In a letter to acting Department of Homeland Security Sec. Chad Wolf, leaders and members of the House Judiciary Committee and Subcommittee on Immigration and Citizenship said the Migrant Protection Protocols policy, or Remain in Mexico, is “exposing thousands of people to threats of murder, sexual violence, and kidnapping as they are forced to wait in extremely dangerous conditions before their asylum claims may be heard.”
The legislators, including House Judiciary chair Jerry Nadler, Subcommittee on Immigration and Citizenship chair Zoe Lofgren, and Subcommittee members Pramila Jayapal, Veronica Escobar, Sylvia Garcia, Joe Neguse, Debbie Mucarsel-Powell, and Lou Correa, noted that U.S. officials are returning vulnerable asylum-seekers, including their children, to dangerous areas of Mexico that U.S. officials tell Americans to avoid.
“MPP forces women, children, and families to remain in areas that the federal government recognizes as especially unsafe,” they wrote. “As of today, there are 31 active travel advisories for Mexico, including 5 warnings in which the State Department explicitly advises Americans against travel. It is difficult to understand why this administration is sending children and families to areas where they will face certain harm.”
“Migrant Protection Protocols” has always been a misleading name for a policy that has nothing to do with protection and everything to do with blocking these families from a fair shot at asylum. Last December, Human Rights First released a report finding an increase in violence against asylum-seekers returned to Mexico, including sexual violence and kidnapping.
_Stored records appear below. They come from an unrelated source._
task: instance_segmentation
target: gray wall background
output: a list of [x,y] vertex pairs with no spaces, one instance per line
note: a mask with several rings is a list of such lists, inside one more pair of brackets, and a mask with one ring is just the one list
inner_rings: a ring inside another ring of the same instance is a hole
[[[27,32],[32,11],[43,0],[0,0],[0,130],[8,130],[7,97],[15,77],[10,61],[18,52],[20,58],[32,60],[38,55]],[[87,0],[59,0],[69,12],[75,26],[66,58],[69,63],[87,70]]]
Nearly 140 of those kidnappings or attempted kidnappings horrifically targeted children.
Even if asylum-seekers—thousands of whom have been forced to live in squalid camps in Matamoros—are able to safely make it to their court dates in the U.S., what awaits them is a due process nightmare where a judge appears via video feed and officials continue to block court observers. “The policy has nearly eliminated the already scarce due process protections available to asylum-seekers—such as access to counsel—further reducing the likelihood that legitimate asylum-seekers can obtain asylum,” the legislators continue.
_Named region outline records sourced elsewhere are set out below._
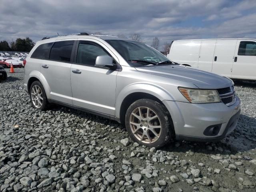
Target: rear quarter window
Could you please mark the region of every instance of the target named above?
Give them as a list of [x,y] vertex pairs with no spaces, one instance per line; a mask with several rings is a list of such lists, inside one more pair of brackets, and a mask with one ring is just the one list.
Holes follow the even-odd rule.
[[39,46],[31,55],[32,58],[48,59],[50,51],[53,43],[45,43]]

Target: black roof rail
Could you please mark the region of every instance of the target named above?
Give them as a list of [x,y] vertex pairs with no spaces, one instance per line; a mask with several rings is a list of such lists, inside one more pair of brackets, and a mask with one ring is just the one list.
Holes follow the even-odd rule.
[[81,33],[72,33],[70,34],[64,34],[63,35],[54,35],[53,36],[49,36],[48,37],[44,37],[42,39],[42,40],[44,40],[45,39],[50,39],[50,38],[53,38],[54,37],[60,37],[61,36],[68,36],[68,35],[89,35],[87,33],[82,32]]

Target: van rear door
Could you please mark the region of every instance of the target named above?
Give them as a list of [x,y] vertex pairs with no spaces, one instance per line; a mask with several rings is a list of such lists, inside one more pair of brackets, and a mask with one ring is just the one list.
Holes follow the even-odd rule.
[[211,72],[216,40],[203,40],[201,44],[198,69]]
[[231,68],[237,40],[217,40],[212,64],[213,73],[231,77]]
[[255,41],[238,41],[231,77],[238,79],[256,80]]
These families need justice. “The House Judiciary Committee has held hearings, sent oversight letters, and participated in a variety of staff-level briefings in which administration officials have been unable or unwilling to answer basic questions relating to MPP,” legislators concluded. “A comprehensive review of the policy, its implementation, and its impact on vulnerable populations is necessary.”